Le corps humain de Paolo Giordano

Qu’ils aient fui une histoire familiale difficile ou laissé derrière eux une épouse et un enfant aimants, qu’ils soient durs à cuire ou timides, conquérants ou timorés, grands et forts ou trahis par leur corps, ils ont tous quitté l’Italie pour intégrer le peloton Charlie envoyé en mission de protection en Afghanistan. Là-bas, loin de chez eux, ils sont confrontés à une réalité bien différente de tout ce qu’ils avaient imaginé. Confinés dans leur caserne, dans la poussière et la chaleur du désert, ils s’ennuient. La nature est hostile, la population l’est tout autant, les ennemis sont partout mais restent invisibles. La tension monte, les corps se révoltent. Une opération en extérieur leur permet de secouer la torpeur mais, quand la mission tourne au cauchemar, le peloton Charlie compte ses morts et chacun tente, à sa façon, de se remettre du drame.

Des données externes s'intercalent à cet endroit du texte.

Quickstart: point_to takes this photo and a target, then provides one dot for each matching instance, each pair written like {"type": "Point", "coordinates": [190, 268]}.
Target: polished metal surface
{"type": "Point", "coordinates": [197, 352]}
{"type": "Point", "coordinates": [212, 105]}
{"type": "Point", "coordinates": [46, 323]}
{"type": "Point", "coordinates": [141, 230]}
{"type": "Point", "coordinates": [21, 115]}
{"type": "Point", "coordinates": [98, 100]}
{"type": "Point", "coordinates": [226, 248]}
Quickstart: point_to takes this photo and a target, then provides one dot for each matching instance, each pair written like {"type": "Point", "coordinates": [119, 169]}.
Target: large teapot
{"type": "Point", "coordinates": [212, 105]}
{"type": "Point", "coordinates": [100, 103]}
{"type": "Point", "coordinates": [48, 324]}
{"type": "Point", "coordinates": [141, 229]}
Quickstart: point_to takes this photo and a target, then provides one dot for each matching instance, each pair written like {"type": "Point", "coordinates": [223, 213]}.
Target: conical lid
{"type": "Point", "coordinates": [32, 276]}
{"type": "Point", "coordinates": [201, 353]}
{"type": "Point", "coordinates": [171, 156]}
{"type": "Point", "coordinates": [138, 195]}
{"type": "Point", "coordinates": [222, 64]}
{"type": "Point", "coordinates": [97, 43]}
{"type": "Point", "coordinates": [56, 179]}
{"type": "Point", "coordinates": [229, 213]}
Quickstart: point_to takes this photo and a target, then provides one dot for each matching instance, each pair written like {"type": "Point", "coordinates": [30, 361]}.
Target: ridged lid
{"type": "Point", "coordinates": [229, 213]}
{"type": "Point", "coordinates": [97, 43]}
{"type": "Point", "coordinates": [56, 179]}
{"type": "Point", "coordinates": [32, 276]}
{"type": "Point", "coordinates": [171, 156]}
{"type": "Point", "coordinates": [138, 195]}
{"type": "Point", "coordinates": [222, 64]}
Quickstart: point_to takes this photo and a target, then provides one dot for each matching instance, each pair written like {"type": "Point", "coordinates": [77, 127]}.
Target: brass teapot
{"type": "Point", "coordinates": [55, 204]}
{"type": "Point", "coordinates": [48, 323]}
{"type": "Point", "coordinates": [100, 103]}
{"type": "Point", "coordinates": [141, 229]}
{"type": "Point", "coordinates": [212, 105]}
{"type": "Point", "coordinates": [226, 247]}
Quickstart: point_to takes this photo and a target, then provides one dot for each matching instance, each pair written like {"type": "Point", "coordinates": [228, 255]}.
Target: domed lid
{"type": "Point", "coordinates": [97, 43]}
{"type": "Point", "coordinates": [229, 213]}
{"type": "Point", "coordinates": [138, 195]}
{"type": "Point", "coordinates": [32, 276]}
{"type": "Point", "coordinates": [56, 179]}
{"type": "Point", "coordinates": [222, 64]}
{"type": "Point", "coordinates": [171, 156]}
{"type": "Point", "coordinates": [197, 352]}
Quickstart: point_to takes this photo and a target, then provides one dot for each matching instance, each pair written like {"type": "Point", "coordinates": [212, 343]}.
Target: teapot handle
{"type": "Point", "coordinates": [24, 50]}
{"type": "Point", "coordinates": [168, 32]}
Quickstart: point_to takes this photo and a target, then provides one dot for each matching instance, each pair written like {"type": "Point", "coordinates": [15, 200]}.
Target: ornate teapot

Paolo GIORDANO qu’on avait pu trouver un peu froid dans sa description des amours adolescentes de La solitude des nombres premiers, fait ici le plein d’émotion et de sensibilité pour nous faire aimer ses personnages. Ces soldats qui nous deviennent familiers au fil des pages : Cerdena, la grande gueule insupportable, Ietri le puceau, Torsu l’éternel malade, Zampieri la belle blonde, Egitto le médecin, et tous les autres qui font partie de cette division Charlie, harcelée par la dysenterie, par la chaleur du désert, par les attaques de Talibans. Avec eux, on explore les motivations de ces hommes qui s’engagent dans des conflits armés, pour fuir, vivre l’aventure ou servir un idéal. Mais c’est la guerre moderne qu’ils vont découvrir. On ne combat pas d’homme à homme, on saute sur une mine. On est censé protéger la population, celle-la même qui met des bombes dans les mains des femmes et des enfants, dans la laine des moutons, pour tuer ceux qui pensent apporter la paix. Face aux dangers, les hommes font corps, ce corps humain avec ses failles, ses cicatrices indélébiles mais aussi son courage, sa rage de vivre.
Une plongée dans une guerre lointaine, plus forte que n’importe quel reportage du JT, un grand livre qui émeut et fait réfléchir.

Chronique de Sandrine F

Le corps humain, Paolo Giordano, Seuil, traduit par Nathalie Bauer, ISBN : 978-2-02-110587-2

Quatrième de couverture :

Le peloton Charlie, envoyé en « mission de paix » en Afghanistan, rassemble des soldats de tous les horizons : Cederna, le fort en gueule, Ietri, son jeune « disciple », la blonde et courageuse Zampieri, Mitrano, le souffre-douleur, ou encore Torsu, à la santé fragile. Encadrés par un colonel vulgaire, un capitaine austère et l’adjudant René, ils vont être confrontés au danger, à l’hostilité, à la chaleur, à l’inconfort, à la rébellion du corps humain et au désœuvrement à l’intérieur d’une base avancée, bastion fantomatique au milieu du désert. Mais aussi à eux-mêmes : à leurs craintes, leurs démons, leur passé qui les rattrapent. Une épidémie de dysenterie les rapproche du lieutenant Egitto, médecin qui vient de rempiler afin de fuir une histoire de famille douloureuse. Enfin, une opération à l’extérieur de la base, qui se transforme en cauchemar, fait voler en éclats leurs certitudes.

Plus qu’un roman de guerre, Le Corps humain est un roman d’apprentissage où le conflit armé apparaît comme un rite d’initiation au monde adulte, et la famille comme un champ de bataille tout aussi redoutable.

Né en 1982 à Turin, Paolo Giordano est docteur en physique théorique. Il collabore à plusieurs journaux italiens. Son premier roman, La Solitude des nombres premiers, a été un best-seller international traduit dans quarante pays et dont Saverio Costanzo a tiré un film en 2010.

Nathalie Bauer, docteur en histoire, auteur de romans, a traduit plus de cent ouvrages italiens en français dont des œuvres de Mario Soldati, Primo Levi, Natalia Ginzburg, Elisabetta Rasy.